The name Chianti appears in very reliable documents as early as 1260, but old texts refer most frequently to a Chianti of 1378 when a "Chianti League" was instituted, which comprised the present districts of Gaide, Radda and Castellina.
The production zone has been, however, slowly been extended with the passage with time to include the districts of Poggibonsi, San Casciano Val di Pesa and other Tuscan vineyards bordering it.
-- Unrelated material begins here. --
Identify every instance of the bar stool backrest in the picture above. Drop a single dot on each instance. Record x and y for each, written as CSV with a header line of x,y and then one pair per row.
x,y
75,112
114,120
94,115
All of which have produced for a long time a wine that has the same biochemical qualities as the original Chianti.
The wine is now produced in a zone situated in the center of Tuscany, and
extending over the provinces of Florence, Siena, Pisa, Pistoia and Arezzo.
Chianti is divided into two large classifications:
Chianti Classico, which is produced in the central, original area, the hills between Florence and Siena.
Notable among the best vineyards: Vignamaggio, Vigna Vecchio, Nozzole, Villa d'Arceno and Castello di Ceretto.
The other classification is Chianti, which is produced in a larger area, which surrounds the original area.
The wines are allowed to carry, according to their origins, the following appellations:
Chianti dei Colli Fiorentini, Chianti dei Colli Senesi, Chianti dei Colli Pisani, Chianti Rufina, Chianti dei Colli Aretini.
|The characteristics of Chianti are:
a very bright ruby-red color; a dry flavor, which becomes delicate, mild and velvety with age.
The regulations on the production of Chianti lays down that the basics wines must be 50-80 % Sangiovese, 10-30 % Canaiolo nero, 10-30 % Trebbiano Toscano and Malvasia del Chianti.
Chianti can be drunk in its first year, at the latest in late spring. Bust best is aged in casks for two or three years.
After, at least two years, it can be labeled Chianti Vecchio, and after three years of aging it is called Chianti Riserva.
Other than Chianti, Tuscany produces the following red wines:
Brunello di Montalcino: a Garnet-red wine with a perfume of violets, excellent with roast and game.
Carmignano: with a bright ruby color, turning to Garnet with age.
Vino Nobile di Montepulciano and Rosso dei Colli Lucchesi.
White wines from the region are:
Vernaccia di San Gemignano, Chianti Bianco.
Rosé from the region are:
Rosatello dei Colli Aretini, Villa di Corte Rosé and Rosé di Bolgheri.
The Elba Island produces several quality wines.
Among the reds are:
Aleatico di Portoferraio and Elba Rosso.
There are more white wines:
Elba Bianco, Procianico d'Elba and Moscato d'Elba.
Among the Rosé:
Vieux Rosé della Walewska (which honors the memory of Napoleon "Polish wife" who followed him to Elba during its exile) and Rosato di Madama.